I almost asked him if that meant he could call me Julia now that I had been cleared of any involvement in Dr. Mooney’s death, but, brow furrowed darkly, he steered the conversation back to his original question. “What about jilted lovers or inheritors of his estate?”
“Xavier did go through a rather acrimonious divorce with one of our linguistics professors, Dr. Helen Presnik. But that was years ago, before my time here in the dean’s office. And,” I finished, “Xavier left all his worldly goods to the school. What’s number five?”
“I beg your pardon?”
“Earlier you were about to tell me about murder motive number five—”
“Ah, yes. The incidental murder. The professor may have gotten in someone’s way at the TTE lab, someone who was bent on going on an unauthorized run. Speaking of which, Ms. Olsen—” He cleared his throat and looked straight at me. “Remember what we now know—in one of the science departments, probably the Time Travel Engineering lab itself, there is a person who presents a danger to others.”
Was that a not-so-subtle warning for me to stay out of his investigation? It was all very well for him to say so, but he didn’t have researchers deluging him with messages asking—demanding—that STEWie be brought back online as soon as possible. Not to mention the fact that the dean had asked me to accompany the chief throughout his investigation.
“You say Dr. Mooney was married to a professor?” the chief added. “Is she still here at St. Sunniva?”
&
nbsp; “Yes, Dr. Presnik works in the English Department.”
“I’ll speak to her first thing tomorrow morning.”

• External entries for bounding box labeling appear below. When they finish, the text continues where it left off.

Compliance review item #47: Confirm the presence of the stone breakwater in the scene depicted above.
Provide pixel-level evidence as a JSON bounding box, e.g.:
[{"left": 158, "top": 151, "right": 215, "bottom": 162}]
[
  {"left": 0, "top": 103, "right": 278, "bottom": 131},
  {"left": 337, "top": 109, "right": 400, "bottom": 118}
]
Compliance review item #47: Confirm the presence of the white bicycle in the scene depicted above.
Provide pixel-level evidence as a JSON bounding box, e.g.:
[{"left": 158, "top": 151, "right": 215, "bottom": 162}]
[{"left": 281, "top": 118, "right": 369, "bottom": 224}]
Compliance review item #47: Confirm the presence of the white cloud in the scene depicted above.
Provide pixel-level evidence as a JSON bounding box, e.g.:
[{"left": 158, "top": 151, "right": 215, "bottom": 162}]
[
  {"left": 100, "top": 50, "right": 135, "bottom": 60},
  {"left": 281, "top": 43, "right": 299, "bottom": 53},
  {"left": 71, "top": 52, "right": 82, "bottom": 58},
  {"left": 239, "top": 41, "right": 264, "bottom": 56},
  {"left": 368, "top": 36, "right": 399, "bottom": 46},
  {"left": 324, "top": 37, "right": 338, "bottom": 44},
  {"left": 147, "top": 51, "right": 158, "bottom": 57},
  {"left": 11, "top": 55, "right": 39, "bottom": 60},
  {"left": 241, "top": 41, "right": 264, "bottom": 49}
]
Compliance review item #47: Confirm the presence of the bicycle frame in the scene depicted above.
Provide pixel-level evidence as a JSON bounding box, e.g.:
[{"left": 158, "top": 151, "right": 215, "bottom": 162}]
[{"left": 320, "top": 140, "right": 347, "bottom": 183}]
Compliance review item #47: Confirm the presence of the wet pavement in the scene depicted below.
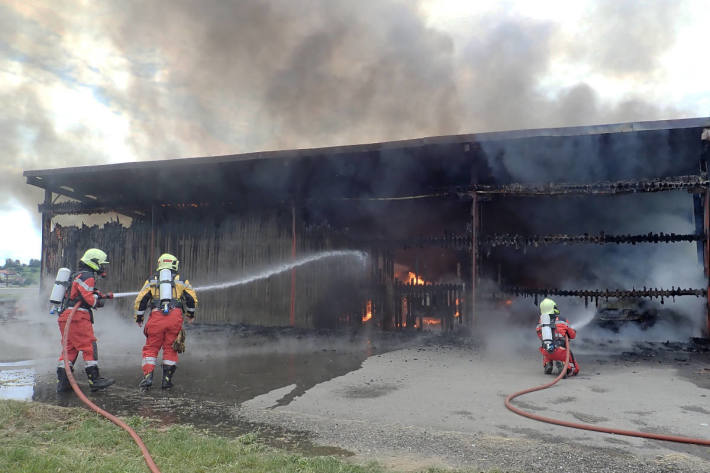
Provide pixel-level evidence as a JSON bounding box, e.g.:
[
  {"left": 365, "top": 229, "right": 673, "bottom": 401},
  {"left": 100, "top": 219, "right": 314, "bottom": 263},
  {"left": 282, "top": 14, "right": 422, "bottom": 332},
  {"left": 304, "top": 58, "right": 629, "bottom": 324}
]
[
  {"left": 0, "top": 298, "right": 710, "bottom": 473},
  {"left": 0, "top": 306, "right": 432, "bottom": 456}
]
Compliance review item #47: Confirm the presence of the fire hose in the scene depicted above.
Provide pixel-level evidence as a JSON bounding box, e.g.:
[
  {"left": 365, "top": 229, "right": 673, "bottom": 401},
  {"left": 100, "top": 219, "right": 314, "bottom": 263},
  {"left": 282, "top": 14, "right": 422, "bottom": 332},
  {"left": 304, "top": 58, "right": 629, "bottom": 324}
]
[
  {"left": 62, "top": 301, "right": 160, "bottom": 473},
  {"left": 505, "top": 335, "right": 710, "bottom": 446}
]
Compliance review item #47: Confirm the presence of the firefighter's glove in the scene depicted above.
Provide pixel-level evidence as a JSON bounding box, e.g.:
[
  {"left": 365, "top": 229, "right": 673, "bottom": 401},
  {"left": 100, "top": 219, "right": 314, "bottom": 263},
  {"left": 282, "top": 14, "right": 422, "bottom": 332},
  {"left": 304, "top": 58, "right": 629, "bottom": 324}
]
[{"left": 173, "top": 329, "right": 185, "bottom": 353}]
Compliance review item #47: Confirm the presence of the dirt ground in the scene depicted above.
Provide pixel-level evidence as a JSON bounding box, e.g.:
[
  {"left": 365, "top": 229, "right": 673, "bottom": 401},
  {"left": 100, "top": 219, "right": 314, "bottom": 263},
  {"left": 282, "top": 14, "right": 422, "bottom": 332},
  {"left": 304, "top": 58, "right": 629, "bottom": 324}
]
[
  {"left": 235, "top": 332, "right": 710, "bottom": 472},
  {"left": 0, "top": 300, "right": 710, "bottom": 473}
]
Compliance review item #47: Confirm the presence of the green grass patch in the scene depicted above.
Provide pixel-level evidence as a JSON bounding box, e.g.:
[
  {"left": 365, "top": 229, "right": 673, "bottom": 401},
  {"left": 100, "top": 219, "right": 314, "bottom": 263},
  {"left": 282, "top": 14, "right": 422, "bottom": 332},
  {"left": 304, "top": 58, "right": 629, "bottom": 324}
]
[{"left": 0, "top": 400, "right": 500, "bottom": 473}]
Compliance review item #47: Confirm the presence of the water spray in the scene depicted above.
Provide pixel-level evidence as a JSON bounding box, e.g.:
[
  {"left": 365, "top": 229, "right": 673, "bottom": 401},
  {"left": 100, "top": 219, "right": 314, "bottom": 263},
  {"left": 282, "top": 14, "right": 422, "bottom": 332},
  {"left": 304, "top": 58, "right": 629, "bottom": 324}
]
[{"left": 113, "top": 250, "right": 367, "bottom": 298}]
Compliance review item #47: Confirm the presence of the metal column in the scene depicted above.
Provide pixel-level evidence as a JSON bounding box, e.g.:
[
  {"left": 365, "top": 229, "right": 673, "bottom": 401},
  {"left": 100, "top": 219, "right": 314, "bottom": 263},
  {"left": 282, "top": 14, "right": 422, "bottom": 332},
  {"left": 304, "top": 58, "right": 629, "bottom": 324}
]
[
  {"left": 703, "top": 189, "right": 710, "bottom": 336},
  {"left": 288, "top": 203, "right": 296, "bottom": 327}
]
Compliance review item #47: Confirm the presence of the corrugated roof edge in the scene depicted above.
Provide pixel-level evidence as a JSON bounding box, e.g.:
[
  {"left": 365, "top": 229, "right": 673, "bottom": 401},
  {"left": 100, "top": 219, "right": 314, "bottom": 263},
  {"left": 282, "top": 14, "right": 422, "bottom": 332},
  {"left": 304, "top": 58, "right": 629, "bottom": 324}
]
[{"left": 23, "top": 117, "right": 710, "bottom": 177}]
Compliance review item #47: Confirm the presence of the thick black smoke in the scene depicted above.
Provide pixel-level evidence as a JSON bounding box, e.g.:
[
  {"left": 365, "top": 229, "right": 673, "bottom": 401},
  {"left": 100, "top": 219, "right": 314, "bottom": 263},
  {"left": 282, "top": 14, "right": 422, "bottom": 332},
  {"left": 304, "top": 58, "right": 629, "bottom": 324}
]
[{"left": 0, "top": 0, "right": 696, "bottom": 218}]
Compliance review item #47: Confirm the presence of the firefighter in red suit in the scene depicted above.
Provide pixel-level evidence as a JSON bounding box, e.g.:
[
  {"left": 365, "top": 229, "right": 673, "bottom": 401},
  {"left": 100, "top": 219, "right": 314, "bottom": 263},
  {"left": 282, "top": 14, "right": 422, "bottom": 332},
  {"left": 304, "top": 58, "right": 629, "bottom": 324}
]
[
  {"left": 537, "top": 298, "right": 579, "bottom": 377},
  {"left": 135, "top": 253, "right": 197, "bottom": 390},
  {"left": 57, "top": 248, "right": 114, "bottom": 392}
]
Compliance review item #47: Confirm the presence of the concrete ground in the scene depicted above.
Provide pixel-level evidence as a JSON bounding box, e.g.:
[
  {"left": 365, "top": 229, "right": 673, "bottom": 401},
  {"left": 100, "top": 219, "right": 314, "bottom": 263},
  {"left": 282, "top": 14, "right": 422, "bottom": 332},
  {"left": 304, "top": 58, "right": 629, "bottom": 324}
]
[{"left": 0, "top": 298, "right": 710, "bottom": 473}]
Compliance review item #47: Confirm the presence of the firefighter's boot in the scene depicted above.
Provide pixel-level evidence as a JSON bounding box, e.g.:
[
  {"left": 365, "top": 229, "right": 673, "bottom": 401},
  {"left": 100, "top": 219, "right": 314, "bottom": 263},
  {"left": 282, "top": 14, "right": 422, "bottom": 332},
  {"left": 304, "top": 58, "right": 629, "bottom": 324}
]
[
  {"left": 57, "top": 367, "right": 74, "bottom": 393},
  {"left": 544, "top": 361, "right": 555, "bottom": 374},
  {"left": 85, "top": 365, "right": 115, "bottom": 392},
  {"left": 161, "top": 365, "right": 177, "bottom": 389},
  {"left": 138, "top": 371, "right": 153, "bottom": 391}
]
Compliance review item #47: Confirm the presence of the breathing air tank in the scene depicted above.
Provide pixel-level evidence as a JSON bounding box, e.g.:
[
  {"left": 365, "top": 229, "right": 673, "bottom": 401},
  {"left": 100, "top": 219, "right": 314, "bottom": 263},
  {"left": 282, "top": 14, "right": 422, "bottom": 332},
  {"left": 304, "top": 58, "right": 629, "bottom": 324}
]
[
  {"left": 158, "top": 269, "right": 173, "bottom": 314},
  {"left": 540, "top": 314, "right": 553, "bottom": 351},
  {"left": 49, "top": 268, "right": 71, "bottom": 314}
]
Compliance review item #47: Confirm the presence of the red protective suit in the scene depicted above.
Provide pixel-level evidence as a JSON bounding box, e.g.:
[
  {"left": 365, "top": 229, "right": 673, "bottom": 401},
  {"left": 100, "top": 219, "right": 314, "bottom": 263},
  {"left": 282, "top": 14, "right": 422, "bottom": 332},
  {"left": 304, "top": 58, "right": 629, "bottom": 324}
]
[
  {"left": 537, "top": 315, "right": 579, "bottom": 376},
  {"left": 58, "top": 271, "right": 100, "bottom": 367}
]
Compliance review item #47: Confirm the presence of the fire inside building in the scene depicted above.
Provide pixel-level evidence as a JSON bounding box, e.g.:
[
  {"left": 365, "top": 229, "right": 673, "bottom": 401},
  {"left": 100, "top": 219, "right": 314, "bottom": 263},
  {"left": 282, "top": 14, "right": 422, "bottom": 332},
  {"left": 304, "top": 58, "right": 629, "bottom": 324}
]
[{"left": 24, "top": 118, "right": 710, "bottom": 330}]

Chief Kirkland didn’t get the chance to speak with Helen Presnik first thing the following morning because we were both summoned to Dr. Rojas’s office. The professor had talked Erika Baumgartner into letting us squeeze in a run before hers. It wasn’t much of a concession on her part—a short near-time run for Chief Kirkland’s benefit wouldn’t delay her own run to eighteenth-century France by much. She was planning on being there just about a full day, which was fifty minutes in the lab; we only needed an hour or so, which would pass in a jiffy in the lab—133 seconds. (No one quite knew why precisely 133 seconds passed in the present for each hour you spent in the past. Dr. Rojas had spent the last five years trying to figure it out.)
“There are three more rules you should know.” Dr. Rojas was giving the security chief and yours truly a crash course on time travel basics from in front of the old-fashioned chalky blackboard that took up one corner of his office. (It might have been the last one left on campus. Whiteboards, with their colored markers, had proliferated on campus like mosquitoes on Sunniva Lake in the summer, in offices, labs, cafeterias, meeting rooms, hallways. Someone had argued that we needed them in all the bathrooms as well, for impromptu discussions and exchanges of ideas, but that had been ruled out as being too exclusionary of one gender or the other.)
Dr. Rojas picked up a piece of chalk and, just below One hour there = 133 seconds here, wrote in large, slanted letters:
History protects itself.
I jotted the two rules down in my notes as (1) and (2), even though I already knew them.
He turned back to face his audience of two. (Kamal, Abigail, and Jacob had not been invited on the run with us despite all their pleading; and Helen, who would accompany us as the senior faculty member, didn’t need the crash course.) “Remember this well, Julia and Chief Kirkland. History protects only itself, never you. It’s not going to stop you from doing something stupid like falling off a cliff or being hunted down and eaten by a grizzly bear—unless it’s likely that someone would find whatever is left of your body and notice your modern tooth fillings or strange underclothes.”